Fritz and her allies have been looking around for other options. Multnomah County officials confirm that they've been approached about overseeing the new elections system, should it pass. But for now, that looks like a non-starter.

"There is absolutely nothing that’s going to happen when we are facing the massive list of a general election," says county spokesperson Julie Sullivan-Springhetti. "Literally there is no bandwidth."

Tim Scott, the county's elections director, tells the Mercury he spoke briefly with Fritz's office in July.

"Since we don't have any role in campaign finance in Oregon we didn't have much to add to the conversation," Scott says. "I suggested that they discuss their proposal with the state."

Fritz's office has also looked into whether the city's Office of Management and Finance will take on the program. If neither OMF nor the county is willing to administer Fritz's policy, it might die on the vine.

Should an entity take on the election system, they'll have some new resources in order to implement it. Backers are promising an as-yet undetermined amount of money that could pay for staff to help run publicly financed elections. So far, though, discussions have centered around one full-time staffer, with an option to hire temporary help during elections. Hull Caballero says that's not enough.

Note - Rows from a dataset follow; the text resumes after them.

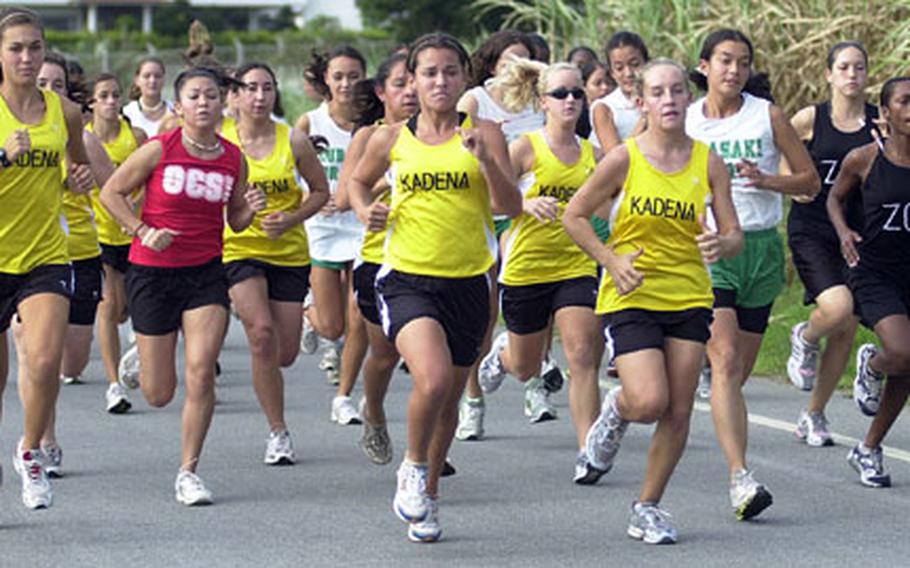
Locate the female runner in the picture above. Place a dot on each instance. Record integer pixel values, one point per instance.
(267, 264)
(450, 172)
(751, 135)
(177, 280)
(38, 129)
(656, 295)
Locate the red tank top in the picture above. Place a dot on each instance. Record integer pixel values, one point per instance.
(188, 195)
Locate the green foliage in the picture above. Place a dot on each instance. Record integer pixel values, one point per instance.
(405, 21)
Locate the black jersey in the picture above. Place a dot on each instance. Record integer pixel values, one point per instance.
(886, 208)
(828, 147)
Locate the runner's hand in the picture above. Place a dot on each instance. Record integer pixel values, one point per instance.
(544, 209)
(622, 270)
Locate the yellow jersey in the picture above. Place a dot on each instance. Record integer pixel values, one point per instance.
(31, 192)
(79, 224)
(276, 176)
(537, 252)
(660, 212)
(440, 222)
(109, 230)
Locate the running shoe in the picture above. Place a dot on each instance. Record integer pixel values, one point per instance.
(605, 435)
(427, 530)
(651, 524)
(376, 444)
(344, 412)
(491, 373)
(551, 374)
(190, 490)
(537, 402)
(747, 496)
(704, 383)
(585, 473)
(867, 385)
(128, 369)
(812, 428)
(802, 366)
(331, 362)
(116, 400)
(470, 419)
(37, 492)
(52, 457)
(279, 449)
(309, 339)
(868, 464)
(410, 502)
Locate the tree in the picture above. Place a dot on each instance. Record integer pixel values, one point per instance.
(408, 20)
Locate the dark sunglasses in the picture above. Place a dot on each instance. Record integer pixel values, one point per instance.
(562, 92)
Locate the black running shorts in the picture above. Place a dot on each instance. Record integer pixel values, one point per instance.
(285, 283)
(460, 305)
(157, 297)
(527, 309)
(633, 330)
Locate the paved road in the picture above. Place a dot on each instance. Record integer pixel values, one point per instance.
(511, 504)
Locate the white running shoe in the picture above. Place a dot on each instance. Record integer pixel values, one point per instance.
(651, 524)
(37, 492)
(605, 435)
(867, 385)
(344, 412)
(190, 490)
(309, 339)
(116, 400)
(279, 449)
(52, 457)
(491, 373)
(747, 496)
(128, 369)
(427, 530)
(802, 365)
(812, 428)
(537, 402)
(331, 362)
(410, 502)
(470, 419)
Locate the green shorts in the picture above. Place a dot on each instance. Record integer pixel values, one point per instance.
(601, 227)
(330, 264)
(757, 274)
(501, 226)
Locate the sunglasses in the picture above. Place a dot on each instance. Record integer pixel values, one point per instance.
(562, 93)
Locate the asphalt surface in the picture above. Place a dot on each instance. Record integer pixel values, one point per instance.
(512, 502)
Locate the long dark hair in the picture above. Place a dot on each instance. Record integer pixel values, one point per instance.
(277, 109)
(319, 63)
(484, 58)
(758, 84)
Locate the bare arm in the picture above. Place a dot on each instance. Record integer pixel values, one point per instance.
(852, 172)
(370, 169)
(727, 240)
(803, 179)
(351, 157)
(605, 128)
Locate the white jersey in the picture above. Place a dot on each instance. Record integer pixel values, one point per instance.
(513, 124)
(337, 237)
(748, 134)
(137, 119)
(625, 114)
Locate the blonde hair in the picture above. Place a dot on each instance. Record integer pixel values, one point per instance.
(659, 62)
(523, 81)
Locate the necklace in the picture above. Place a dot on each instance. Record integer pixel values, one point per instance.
(153, 109)
(216, 147)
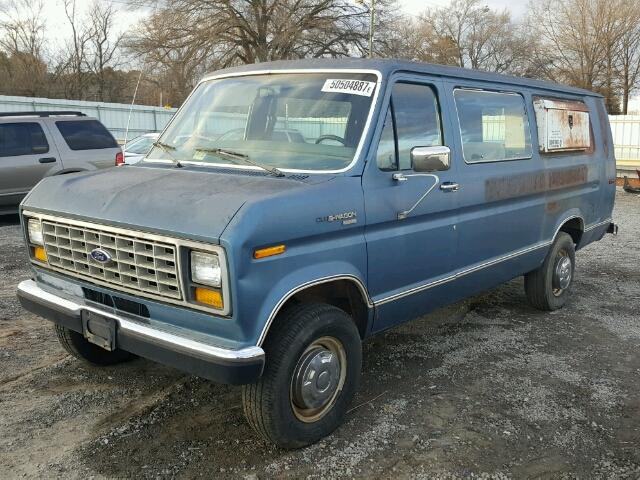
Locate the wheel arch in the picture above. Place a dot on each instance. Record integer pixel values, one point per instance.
(345, 291)
(574, 225)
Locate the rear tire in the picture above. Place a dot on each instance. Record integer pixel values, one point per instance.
(547, 287)
(78, 346)
(314, 357)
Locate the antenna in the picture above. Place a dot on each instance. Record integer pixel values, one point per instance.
(133, 101)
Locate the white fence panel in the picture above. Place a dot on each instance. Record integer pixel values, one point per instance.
(113, 115)
(626, 140)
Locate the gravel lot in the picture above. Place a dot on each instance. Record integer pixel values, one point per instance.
(487, 388)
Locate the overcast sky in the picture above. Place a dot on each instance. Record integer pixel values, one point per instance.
(517, 7)
(58, 28)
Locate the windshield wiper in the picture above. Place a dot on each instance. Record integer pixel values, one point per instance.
(168, 149)
(242, 157)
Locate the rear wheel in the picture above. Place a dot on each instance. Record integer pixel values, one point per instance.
(547, 287)
(78, 346)
(314, 356)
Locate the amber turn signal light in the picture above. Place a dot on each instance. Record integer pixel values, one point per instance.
(209, 297)
(269, 251)
(39, 254)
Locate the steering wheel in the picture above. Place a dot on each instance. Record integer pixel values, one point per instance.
(331, 137)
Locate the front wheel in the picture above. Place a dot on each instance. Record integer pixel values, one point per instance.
(547, 287)
(314, 357)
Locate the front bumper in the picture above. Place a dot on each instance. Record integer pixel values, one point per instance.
(138, 336)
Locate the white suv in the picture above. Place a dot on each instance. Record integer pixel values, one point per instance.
(34, 145)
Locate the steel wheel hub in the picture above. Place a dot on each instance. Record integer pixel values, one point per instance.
(562, 273)
(317, 379)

The elections system Fritz is proposing is far different than Portland's "voter-owned elections" system, which proved susceptible to fraud and which voters scrapped by a narrow margin in 2010.

Candidates interested in participating in the program would agree to accept donations of no more than $250 per person, and to limiting their spending (a maximum of $950,000 for mayoral races, and $550,000 for city commissioner and auditor races). To qualify candidates would have to prove their candidacy is viable by collecting a set amount of donations from a set amount of voters—at least $5,000 from 500 voters for mayoral candidates, at least $2,500 from 250 voters for commissioner or auditor hopefuls.

Once they did that, the city would commit to paying $6 for every $1 candidates raise from individual donors, up to $50. That means a small $50 donation could be leveraged into $350. There's a limit on the amount of public funds candidates can draw, though. The policy maxes out at $760,000 in public funds for mayoral candidates (between primary and general elections), and $360,000 for city commission candidates.

Fritz says her proposal has the ability to cut runaway spending on city elections, and to force candidates to focus on meeting with a wide swath of people, rather than courting a small amount of well-heeled backers. But it faces skepticism from some members of city council, who don't believe there are problems with the current elections system.

More pressing, it's unclear that city council is willing to pass Fritz's proposal into law without first referring it to voters, since the city's first dalliance with publicly financed elections was voted into oblivion.